Each state also has different starting points for the foreclosure process. In Ohio, the mortgage foreclosure begins when the lender files a lawsuit with the court – it’s a brief complaint stating your information, the type of loan you have and why they are seeking a foreclosure. If you educate yourself on the process beforehand, you can make the process work in your favor.
Work with your lender.
Despite popular opinions, lenders do not want to foreclose on homes; it only causes them to lose out on time and money during that process. It’s better if homeowners can contact their lenders immediately after notice and establish a new approach, like:
- Refinancing – use a new loan with different interest rates and terms. Ultimately helpful if you want to keep a good credit score and lower monthly payments.

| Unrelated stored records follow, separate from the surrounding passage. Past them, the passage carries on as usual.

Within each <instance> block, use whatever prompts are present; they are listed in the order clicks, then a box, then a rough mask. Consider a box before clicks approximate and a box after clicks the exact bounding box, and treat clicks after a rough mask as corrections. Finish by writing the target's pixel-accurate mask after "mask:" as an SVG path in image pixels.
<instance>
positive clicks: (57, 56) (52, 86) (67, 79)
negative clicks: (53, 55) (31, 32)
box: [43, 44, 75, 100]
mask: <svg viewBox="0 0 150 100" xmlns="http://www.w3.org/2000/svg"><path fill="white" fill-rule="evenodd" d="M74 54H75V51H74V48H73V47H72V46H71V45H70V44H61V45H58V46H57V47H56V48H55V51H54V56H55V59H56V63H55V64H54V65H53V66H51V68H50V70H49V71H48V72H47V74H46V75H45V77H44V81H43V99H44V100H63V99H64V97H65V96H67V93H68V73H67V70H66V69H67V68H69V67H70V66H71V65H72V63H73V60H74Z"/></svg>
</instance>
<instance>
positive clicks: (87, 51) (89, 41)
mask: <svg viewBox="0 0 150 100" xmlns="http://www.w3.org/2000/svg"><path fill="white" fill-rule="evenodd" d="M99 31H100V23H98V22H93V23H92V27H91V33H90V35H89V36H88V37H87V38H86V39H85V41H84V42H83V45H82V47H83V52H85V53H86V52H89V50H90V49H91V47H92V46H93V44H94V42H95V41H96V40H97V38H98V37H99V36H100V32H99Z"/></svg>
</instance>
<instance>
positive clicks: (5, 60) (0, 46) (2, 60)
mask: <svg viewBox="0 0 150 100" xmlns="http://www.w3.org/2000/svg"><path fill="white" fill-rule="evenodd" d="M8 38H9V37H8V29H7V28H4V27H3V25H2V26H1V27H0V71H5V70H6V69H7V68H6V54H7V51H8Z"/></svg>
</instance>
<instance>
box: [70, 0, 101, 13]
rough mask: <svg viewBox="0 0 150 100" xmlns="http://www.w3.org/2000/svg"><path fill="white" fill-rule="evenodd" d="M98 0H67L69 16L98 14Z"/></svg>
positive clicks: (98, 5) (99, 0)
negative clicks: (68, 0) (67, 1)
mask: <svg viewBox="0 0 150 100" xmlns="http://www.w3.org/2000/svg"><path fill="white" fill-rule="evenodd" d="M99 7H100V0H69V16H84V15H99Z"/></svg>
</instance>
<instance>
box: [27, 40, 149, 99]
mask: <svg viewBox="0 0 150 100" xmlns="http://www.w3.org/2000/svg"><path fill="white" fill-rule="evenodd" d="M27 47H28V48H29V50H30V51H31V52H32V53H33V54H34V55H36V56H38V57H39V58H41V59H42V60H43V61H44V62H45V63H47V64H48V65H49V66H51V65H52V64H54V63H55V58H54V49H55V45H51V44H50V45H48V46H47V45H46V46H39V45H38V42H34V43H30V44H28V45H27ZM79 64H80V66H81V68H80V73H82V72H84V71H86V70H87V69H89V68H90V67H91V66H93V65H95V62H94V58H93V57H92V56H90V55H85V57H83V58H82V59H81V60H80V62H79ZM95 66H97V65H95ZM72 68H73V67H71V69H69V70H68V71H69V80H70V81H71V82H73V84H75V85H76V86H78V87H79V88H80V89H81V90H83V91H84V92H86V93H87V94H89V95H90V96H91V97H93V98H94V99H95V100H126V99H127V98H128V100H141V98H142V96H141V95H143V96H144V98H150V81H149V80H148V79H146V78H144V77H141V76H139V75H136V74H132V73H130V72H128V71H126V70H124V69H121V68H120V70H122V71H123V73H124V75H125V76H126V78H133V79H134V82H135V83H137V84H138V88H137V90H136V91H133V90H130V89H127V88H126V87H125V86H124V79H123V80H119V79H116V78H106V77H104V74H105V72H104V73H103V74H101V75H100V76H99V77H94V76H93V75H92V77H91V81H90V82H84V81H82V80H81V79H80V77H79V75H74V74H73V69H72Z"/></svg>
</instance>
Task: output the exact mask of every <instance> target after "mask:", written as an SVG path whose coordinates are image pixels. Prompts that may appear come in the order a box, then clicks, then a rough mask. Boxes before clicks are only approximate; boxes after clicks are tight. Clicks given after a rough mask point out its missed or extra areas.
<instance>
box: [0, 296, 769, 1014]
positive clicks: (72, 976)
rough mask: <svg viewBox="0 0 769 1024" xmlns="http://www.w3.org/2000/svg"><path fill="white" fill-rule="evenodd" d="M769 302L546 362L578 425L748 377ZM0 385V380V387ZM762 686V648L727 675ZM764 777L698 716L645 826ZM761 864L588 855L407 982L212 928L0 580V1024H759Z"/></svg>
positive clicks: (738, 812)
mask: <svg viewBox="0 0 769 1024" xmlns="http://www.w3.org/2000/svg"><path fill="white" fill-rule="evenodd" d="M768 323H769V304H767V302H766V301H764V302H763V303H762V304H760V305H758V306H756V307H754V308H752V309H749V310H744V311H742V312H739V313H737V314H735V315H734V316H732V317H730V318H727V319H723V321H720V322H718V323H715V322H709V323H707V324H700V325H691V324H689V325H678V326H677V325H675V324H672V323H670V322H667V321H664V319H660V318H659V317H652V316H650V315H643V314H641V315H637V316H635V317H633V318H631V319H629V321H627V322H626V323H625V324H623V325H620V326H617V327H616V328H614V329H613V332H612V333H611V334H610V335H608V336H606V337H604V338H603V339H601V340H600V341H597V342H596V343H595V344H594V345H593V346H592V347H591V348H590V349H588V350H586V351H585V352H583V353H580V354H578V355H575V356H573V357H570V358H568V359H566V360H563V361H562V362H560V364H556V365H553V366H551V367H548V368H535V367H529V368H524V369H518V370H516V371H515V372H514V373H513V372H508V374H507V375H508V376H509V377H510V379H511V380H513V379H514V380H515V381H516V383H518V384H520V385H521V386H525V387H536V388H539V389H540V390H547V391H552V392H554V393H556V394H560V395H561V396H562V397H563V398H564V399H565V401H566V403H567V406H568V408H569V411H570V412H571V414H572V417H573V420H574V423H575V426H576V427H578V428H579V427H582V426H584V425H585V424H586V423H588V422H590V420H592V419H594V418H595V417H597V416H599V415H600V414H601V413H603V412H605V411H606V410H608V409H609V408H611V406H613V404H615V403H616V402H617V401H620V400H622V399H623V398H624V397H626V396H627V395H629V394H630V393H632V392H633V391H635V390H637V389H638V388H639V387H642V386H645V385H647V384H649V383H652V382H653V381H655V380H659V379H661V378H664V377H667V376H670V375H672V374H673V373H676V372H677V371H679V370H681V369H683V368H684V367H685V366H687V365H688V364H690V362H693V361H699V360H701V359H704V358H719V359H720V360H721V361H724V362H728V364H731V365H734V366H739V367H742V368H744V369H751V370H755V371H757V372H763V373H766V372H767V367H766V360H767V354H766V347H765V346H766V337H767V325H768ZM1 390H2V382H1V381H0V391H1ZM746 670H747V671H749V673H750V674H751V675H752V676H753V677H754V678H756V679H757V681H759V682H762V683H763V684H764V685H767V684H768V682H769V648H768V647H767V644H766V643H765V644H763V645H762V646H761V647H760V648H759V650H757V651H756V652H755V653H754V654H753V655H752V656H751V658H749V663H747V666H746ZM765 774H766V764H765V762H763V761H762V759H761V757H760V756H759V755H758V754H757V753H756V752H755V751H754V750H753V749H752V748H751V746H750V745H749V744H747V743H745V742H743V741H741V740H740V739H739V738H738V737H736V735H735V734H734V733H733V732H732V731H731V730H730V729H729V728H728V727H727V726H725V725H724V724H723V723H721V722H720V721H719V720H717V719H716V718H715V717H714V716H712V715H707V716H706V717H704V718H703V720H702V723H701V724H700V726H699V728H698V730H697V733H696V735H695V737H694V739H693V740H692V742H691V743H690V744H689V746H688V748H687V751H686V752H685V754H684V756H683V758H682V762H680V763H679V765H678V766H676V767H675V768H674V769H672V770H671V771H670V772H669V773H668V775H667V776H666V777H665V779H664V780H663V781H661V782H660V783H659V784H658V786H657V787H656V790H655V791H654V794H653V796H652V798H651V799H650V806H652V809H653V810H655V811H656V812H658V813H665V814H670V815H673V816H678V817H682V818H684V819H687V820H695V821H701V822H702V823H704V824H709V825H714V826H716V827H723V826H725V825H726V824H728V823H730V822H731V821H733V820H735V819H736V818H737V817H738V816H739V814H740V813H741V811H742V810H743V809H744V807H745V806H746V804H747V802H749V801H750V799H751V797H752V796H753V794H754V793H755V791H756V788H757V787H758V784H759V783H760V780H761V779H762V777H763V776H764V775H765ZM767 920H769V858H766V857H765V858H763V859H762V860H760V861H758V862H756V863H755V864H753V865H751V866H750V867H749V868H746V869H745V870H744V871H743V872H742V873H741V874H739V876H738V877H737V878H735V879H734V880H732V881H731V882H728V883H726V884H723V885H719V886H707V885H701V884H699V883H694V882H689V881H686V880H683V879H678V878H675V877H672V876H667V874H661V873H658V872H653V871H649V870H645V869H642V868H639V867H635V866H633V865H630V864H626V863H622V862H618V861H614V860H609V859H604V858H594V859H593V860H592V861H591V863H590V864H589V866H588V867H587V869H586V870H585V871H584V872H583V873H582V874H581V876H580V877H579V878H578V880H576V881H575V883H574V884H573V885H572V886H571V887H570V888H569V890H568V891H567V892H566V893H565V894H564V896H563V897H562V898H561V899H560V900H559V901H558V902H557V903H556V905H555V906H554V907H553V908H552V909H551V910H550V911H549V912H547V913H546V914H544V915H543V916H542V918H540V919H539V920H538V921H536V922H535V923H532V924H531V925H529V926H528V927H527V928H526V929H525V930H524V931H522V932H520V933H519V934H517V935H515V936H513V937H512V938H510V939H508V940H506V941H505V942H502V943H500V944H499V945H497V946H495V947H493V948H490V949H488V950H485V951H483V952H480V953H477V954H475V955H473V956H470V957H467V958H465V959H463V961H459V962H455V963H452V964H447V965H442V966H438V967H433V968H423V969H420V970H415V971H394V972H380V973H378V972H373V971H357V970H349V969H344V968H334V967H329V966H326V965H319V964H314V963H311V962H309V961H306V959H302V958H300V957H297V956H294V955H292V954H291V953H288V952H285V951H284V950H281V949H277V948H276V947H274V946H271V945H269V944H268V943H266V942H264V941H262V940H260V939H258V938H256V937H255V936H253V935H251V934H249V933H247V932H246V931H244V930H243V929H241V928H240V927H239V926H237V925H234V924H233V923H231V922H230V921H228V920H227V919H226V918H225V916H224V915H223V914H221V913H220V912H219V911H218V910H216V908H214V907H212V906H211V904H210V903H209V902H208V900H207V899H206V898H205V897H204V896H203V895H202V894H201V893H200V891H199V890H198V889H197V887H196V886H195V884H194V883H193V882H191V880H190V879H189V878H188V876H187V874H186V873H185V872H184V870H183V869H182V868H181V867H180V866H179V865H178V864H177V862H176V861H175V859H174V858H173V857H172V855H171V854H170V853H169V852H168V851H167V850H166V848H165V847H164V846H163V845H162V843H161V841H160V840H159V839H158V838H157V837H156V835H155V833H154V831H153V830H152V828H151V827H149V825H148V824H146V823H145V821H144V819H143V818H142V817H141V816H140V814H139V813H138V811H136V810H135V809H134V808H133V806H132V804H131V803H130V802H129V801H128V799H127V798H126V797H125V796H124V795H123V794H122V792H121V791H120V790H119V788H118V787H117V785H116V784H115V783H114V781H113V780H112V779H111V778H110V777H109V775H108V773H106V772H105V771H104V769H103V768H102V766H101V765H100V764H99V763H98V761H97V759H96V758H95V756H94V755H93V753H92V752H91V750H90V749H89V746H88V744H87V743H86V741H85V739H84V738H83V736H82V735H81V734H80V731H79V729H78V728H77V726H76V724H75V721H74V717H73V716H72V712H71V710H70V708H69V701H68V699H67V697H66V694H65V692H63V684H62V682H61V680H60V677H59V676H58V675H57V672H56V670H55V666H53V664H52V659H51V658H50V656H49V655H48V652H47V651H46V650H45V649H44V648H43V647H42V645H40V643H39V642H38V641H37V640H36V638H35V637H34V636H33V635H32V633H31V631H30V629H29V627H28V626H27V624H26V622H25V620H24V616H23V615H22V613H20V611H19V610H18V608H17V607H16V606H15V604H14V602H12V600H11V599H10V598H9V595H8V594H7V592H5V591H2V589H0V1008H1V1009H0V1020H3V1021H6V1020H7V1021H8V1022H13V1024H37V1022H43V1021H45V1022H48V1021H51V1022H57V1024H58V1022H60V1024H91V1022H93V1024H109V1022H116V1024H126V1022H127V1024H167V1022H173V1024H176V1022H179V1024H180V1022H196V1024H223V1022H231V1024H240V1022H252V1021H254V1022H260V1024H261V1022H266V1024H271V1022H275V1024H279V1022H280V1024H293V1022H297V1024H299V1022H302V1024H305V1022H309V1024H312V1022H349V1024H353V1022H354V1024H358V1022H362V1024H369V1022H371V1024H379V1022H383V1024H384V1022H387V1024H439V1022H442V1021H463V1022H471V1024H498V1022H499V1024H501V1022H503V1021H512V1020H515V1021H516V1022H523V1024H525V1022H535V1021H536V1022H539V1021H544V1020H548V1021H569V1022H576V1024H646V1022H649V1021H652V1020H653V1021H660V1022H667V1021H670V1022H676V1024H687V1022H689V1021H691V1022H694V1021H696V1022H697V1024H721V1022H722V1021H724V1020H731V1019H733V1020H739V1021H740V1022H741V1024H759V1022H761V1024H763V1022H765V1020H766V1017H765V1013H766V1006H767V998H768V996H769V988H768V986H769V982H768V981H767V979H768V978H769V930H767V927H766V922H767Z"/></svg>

- Repayments – make a plan with your lender to make repayments at a reasonable rate for your budget.
- Modification – some lenders may change the terms of an existing loan to make our mortgage more manageable.
All three options rely on your lender and the state of your finances today.
File for bankruptcy
If you do not have the funds for a new loan or repayment plan, you can file for bankruptcy and still keep your home. Bankruptcy allows homeowners to delay foreclosure and slowly eliminate debt over a specific period. It is excellent for those folks who need significant financial relief. You can either file for Chapter 7 or Chapter 13, depending on how much property you want to keep intact.
Make a short sale
Your last option is to sell your home as a short sale, where the lender agrees to settle for less than the home is worth. The bank would be in charge of accepting any offers once your house is on the market. It’s a hard option since you would be giving up your home, but you would be able to avoid foreclosure and hopefully help your finances.
You can try one or multiple of these options depending on your situation. It’s just crucial to evaluate what is worth fighting for when it comes to your life. If you want to retain your property, consider working with your lender or bankruptcy. If you are willing to let it go, then the short sale may be best.
Take time and make an informed decision before calling anyone.